Coming Soon
Technology Review has an article on 10 Emerging Technologies that will Change the World. Included are:
Each [mote] is about the size of its power source—a pair of AA batteries—and is equipped with a processor, a tiny amount of computer memory, and sensors that monitor light, humidity, pressure, and heat. There’s also a radio transceiver just powerful enough to broadcast snippets of data to nearby motes and pass on information received from other neighbors, bucket brigade–style.
[Ellsseeff] and her colleagues have developed a way to inject joints with specially designed mixtures of polymers, cells, and growth stimulators that solidify and form healthy tissue. “We’re not just trying to improve the current therapy,” says Elisseeff. “We’re really trying to change it completely.”

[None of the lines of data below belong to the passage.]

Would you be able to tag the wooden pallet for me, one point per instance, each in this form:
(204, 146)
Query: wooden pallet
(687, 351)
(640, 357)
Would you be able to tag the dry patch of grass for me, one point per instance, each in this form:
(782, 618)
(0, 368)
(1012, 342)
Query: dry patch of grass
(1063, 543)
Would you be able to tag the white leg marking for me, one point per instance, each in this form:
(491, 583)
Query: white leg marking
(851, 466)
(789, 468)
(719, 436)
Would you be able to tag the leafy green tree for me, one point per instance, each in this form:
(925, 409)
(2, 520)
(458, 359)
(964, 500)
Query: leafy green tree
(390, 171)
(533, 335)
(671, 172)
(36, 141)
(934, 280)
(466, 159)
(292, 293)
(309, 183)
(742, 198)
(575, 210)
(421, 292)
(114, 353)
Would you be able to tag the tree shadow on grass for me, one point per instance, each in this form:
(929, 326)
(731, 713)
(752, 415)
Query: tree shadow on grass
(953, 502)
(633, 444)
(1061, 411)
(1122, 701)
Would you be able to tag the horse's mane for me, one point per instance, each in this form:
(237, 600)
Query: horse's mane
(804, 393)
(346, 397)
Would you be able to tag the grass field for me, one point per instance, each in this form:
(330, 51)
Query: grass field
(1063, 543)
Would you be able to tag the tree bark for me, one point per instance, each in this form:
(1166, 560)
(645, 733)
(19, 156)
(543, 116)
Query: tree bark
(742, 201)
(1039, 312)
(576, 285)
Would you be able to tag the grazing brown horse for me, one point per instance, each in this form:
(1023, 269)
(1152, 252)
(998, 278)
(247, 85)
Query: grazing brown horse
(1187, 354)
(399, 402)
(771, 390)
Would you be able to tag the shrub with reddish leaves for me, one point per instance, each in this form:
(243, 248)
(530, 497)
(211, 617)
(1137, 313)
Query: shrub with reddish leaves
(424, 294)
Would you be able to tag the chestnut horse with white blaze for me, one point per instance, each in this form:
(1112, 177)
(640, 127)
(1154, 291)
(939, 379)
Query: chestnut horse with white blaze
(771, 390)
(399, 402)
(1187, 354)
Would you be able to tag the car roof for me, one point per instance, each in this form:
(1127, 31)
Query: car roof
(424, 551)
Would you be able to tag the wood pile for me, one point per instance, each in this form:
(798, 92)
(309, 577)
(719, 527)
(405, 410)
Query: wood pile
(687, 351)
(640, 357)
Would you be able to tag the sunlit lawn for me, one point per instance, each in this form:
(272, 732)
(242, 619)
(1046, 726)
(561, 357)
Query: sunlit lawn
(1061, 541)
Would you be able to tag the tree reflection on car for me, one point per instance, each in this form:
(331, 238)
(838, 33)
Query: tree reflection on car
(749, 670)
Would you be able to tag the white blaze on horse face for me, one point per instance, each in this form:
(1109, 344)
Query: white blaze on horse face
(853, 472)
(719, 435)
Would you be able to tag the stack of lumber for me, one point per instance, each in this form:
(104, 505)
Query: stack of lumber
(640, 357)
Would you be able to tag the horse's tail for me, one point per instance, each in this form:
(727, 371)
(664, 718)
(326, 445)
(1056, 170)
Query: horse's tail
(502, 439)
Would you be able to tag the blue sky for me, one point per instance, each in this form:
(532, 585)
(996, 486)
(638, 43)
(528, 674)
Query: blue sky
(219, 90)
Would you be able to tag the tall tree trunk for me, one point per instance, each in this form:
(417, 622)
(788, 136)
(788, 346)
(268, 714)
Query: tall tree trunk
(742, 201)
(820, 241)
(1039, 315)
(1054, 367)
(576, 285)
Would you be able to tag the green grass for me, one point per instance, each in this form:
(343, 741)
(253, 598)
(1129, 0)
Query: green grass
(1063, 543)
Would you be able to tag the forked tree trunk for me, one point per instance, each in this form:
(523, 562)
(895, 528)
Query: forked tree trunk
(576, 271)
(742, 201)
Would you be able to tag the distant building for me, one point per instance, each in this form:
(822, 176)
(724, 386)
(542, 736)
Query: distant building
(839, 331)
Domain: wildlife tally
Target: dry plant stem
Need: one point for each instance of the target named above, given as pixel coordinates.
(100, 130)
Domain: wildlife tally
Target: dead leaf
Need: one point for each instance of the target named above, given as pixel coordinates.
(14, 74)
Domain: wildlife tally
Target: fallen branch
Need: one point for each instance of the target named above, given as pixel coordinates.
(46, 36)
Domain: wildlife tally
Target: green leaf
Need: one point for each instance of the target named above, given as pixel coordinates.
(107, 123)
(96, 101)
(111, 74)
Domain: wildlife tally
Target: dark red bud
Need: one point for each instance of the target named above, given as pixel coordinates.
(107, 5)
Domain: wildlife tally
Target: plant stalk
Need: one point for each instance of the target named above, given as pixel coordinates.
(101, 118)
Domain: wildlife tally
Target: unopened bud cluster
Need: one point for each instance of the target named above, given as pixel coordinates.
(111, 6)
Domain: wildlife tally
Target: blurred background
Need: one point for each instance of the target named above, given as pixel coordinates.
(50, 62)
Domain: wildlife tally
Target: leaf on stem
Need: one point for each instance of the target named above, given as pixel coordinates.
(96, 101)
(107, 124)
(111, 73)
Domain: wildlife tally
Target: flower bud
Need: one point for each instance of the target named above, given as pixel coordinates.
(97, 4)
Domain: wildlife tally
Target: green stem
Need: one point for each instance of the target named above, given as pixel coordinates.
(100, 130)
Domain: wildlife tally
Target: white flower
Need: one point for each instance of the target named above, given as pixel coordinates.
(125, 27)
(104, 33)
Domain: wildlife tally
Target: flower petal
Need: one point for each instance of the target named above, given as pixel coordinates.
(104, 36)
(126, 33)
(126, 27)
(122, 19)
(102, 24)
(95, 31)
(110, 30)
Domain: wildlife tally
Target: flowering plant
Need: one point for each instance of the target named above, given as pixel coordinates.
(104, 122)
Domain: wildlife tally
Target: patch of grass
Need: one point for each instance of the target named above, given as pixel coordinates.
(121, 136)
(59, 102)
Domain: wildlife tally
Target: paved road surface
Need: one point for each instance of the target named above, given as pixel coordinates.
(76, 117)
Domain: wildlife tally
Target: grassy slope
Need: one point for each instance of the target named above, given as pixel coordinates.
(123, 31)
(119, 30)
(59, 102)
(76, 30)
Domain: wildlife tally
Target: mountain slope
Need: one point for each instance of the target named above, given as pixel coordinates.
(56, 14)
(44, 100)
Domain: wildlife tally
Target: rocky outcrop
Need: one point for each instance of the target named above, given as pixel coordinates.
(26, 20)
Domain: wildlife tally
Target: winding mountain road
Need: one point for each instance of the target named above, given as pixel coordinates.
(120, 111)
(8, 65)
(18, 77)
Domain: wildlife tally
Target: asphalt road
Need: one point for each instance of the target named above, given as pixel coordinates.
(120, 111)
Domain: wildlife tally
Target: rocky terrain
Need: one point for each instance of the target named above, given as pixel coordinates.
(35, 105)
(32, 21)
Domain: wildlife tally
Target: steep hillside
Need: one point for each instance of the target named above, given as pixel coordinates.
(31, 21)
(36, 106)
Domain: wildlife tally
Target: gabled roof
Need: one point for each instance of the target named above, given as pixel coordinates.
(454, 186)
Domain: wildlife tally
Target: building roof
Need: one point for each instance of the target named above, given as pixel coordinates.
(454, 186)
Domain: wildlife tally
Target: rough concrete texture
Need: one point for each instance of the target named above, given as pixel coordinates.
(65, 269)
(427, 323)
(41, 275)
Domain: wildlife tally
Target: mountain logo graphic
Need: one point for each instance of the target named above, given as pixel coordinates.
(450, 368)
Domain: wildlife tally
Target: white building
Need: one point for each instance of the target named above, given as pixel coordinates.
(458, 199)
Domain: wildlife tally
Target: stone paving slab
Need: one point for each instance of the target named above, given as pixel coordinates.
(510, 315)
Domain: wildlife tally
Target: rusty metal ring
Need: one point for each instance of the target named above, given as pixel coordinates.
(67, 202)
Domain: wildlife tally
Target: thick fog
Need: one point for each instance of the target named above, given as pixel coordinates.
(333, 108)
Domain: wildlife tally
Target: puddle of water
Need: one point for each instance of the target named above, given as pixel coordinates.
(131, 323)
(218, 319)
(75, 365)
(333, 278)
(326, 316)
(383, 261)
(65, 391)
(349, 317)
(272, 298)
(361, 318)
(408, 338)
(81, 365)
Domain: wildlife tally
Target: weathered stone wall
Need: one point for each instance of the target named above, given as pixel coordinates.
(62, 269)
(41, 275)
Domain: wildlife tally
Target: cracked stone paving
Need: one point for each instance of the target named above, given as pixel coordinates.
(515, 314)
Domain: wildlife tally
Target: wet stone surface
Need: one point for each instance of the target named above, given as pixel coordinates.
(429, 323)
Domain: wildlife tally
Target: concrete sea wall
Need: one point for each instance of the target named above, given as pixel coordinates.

Paul Alivisatos, a chemist at the University of California, Berkeley,...aims to use nanotechnology to produce a photovoltaic material that can be spread like plastic wrap or paint. Not only could the nano solar cell be integrated with other building materials, it also offers the promise of cheap production costs that could finally make solar power a widely used electricity alternative.
To improve everything from fuel economy to performance, automotive researchers are turning to “mechatronics,” the integration of familiar mechanical systems with new electronic components and intelligent-software control.

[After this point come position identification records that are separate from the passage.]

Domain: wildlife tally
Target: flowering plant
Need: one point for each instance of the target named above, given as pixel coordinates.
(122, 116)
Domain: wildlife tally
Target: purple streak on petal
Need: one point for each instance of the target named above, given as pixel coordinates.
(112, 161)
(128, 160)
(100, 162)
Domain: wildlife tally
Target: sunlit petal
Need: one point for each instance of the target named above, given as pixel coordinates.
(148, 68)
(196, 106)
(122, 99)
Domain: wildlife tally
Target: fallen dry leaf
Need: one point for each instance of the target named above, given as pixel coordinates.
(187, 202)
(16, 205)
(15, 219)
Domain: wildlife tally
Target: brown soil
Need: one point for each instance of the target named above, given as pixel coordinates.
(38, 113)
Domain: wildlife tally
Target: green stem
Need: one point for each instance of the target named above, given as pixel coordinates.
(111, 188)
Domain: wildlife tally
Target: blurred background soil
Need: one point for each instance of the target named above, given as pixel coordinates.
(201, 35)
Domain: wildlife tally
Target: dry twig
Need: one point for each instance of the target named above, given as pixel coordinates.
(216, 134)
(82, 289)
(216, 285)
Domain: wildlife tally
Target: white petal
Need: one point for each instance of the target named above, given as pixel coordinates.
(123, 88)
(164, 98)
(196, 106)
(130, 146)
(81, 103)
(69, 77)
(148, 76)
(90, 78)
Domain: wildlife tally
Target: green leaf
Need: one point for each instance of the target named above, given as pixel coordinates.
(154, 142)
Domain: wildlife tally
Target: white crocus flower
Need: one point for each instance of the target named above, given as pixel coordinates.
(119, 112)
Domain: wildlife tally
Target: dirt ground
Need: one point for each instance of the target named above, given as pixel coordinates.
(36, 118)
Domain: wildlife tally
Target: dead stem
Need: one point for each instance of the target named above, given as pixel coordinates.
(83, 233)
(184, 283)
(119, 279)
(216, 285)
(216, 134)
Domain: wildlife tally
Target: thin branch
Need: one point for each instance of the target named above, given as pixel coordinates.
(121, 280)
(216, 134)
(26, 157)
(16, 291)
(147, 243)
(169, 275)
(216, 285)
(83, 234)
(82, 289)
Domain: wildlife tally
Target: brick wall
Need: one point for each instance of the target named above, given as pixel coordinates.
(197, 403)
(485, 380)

Now, fast emerging “grid protocols” might allow us to link almost anything else: databases, simulation and visualization tools, even the number-crunching power of the computers themselves. And we might soon find ourselves in the midst of the biggest explosion yet.

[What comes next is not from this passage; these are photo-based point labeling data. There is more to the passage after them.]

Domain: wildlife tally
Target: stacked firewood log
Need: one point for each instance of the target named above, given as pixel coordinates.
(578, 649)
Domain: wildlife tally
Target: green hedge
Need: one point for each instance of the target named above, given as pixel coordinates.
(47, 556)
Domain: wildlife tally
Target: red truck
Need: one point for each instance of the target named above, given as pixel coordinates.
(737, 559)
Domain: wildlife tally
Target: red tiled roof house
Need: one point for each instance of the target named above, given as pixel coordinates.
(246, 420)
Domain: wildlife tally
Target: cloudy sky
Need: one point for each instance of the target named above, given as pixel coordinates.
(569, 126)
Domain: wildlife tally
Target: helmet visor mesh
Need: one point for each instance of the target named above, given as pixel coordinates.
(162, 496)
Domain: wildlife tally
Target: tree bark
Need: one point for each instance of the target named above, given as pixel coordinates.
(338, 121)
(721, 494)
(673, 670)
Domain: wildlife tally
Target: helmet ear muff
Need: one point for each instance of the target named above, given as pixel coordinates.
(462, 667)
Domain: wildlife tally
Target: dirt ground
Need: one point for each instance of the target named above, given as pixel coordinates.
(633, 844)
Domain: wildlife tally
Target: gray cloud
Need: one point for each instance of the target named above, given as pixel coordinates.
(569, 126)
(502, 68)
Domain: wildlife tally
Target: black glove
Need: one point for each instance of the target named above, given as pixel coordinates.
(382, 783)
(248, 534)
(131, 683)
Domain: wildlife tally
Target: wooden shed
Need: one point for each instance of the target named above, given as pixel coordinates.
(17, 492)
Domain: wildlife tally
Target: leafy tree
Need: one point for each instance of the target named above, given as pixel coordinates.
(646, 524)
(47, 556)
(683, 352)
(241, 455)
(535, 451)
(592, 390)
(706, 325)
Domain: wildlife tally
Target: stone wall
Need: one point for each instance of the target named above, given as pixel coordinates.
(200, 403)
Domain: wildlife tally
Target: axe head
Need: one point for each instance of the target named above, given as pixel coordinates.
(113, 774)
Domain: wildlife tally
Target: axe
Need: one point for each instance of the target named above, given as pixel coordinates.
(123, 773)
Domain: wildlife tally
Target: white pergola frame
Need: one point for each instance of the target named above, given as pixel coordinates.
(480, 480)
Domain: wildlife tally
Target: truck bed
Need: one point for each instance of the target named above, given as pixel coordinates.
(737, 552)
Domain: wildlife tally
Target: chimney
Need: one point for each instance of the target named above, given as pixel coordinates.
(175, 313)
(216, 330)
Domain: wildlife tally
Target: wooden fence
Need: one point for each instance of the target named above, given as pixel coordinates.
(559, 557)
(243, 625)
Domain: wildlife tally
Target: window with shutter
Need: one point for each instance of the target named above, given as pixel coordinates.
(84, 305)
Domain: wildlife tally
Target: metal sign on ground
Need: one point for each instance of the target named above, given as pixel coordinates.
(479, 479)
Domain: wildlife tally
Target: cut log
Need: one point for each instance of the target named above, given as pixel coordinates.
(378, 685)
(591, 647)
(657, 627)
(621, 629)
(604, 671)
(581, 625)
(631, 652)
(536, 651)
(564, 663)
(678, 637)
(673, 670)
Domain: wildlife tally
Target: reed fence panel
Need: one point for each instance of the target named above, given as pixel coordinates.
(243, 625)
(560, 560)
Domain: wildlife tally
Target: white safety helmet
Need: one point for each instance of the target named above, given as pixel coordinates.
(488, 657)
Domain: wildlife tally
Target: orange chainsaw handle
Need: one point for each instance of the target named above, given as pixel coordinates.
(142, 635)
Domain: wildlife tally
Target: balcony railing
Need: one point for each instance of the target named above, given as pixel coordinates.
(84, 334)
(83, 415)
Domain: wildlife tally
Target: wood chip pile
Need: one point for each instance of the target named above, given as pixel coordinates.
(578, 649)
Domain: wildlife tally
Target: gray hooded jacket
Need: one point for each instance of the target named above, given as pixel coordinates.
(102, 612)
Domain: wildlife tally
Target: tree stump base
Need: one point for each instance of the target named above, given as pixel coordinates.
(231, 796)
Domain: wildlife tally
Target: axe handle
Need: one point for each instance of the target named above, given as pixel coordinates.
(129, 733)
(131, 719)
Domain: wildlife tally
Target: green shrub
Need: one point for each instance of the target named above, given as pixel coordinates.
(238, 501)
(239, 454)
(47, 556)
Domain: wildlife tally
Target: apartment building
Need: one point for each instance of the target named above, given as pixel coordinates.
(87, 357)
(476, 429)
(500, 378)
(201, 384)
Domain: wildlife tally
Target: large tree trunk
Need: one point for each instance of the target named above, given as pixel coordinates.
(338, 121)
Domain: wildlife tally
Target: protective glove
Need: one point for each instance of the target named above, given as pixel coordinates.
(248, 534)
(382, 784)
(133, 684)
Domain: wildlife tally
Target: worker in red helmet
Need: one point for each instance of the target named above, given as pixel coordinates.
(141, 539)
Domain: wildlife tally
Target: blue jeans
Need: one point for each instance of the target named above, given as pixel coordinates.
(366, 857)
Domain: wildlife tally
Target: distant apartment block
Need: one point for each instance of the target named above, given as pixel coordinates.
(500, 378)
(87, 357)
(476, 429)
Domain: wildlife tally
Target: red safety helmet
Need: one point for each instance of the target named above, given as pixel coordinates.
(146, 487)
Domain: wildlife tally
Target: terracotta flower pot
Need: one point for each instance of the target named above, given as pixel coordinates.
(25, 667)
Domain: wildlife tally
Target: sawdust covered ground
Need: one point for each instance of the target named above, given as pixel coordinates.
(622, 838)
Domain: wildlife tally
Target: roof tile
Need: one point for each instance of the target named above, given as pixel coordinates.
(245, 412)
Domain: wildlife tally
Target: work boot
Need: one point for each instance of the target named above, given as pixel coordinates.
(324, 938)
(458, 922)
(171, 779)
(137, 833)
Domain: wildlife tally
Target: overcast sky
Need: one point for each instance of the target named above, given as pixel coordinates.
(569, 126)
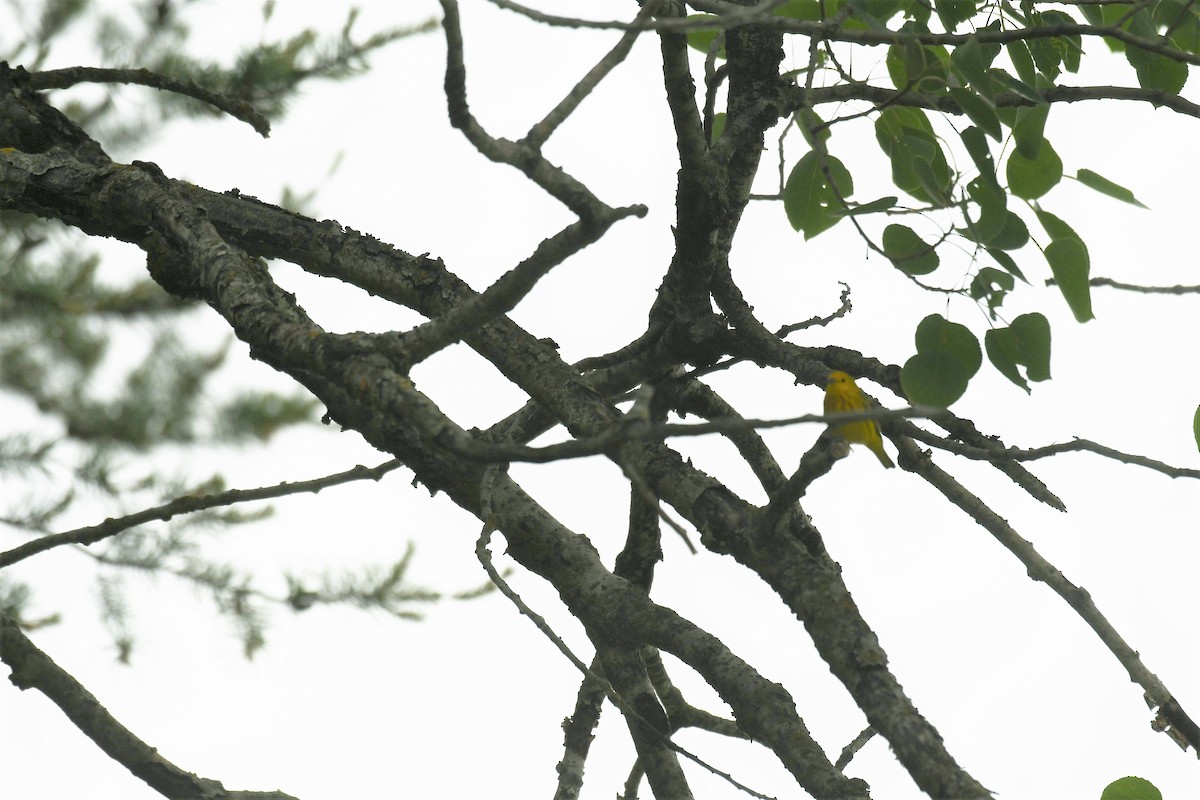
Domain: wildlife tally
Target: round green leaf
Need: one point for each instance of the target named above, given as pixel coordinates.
(1031, 124)
(810, 203)
(927, 382)
(1195, 427)
(1131, 788)
(1071, 266)
(1014, 235)
(1030, 179)
(909, 252)
(947, 358)
(1025, 343)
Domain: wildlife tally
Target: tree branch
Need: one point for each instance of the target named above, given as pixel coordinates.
(189, 504)
(31, 668)
(67, 77)
(1045, 572)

Molecular imaging—shorthand for a number of techniques that let researchers watch genes, proteins, and other molecules at work in the body—has exploded, thanks to advances in cell biology, biochemical agents, and computer analysis
Ultimately, nanoimprinting could become the method of choice for cheap and easy fabrication of nano features in such products as optical components for communications and gene chips for diagnostic screening. Indeed, NanoOpto, Chou’s startup in Somerset, NJ, is already shipping nanoimprinted optical-networking components. And Chou has fashioned gene chips that rely on nano channels imprinted in glass to straighten flowing DNA molecules, thereby speeding genetic tests.
Lynch and Garland have developed a computer language and programming tools for making software development more rigorous, or as Garland puts it, to “make software engineering more like an engineering discipline.”
The reason for the excitement around glycomics is that sugars have a vital, albeit often overlooked, function in the body. In particular, sugars play a critical role in stabilizing and determining the function of proteins through a process called glycosylation, in which sugar units are attached to other molecules including newly made proteins.
The technology relies on quantum physics, which applies at atomic dimensions: any attempt to observe a quantum system inevitably alters it. After a decade of lab experiments, quantum cryptography is approaching feasibility. “We can now think about using it for practical purposes,” says Richard Hughes, a quantum cryptography pioneer at the Los Alamos National Laboratory in New Mexico. Gisin—a physicist and entrepreneur—is leading the charge to bring the technology to market.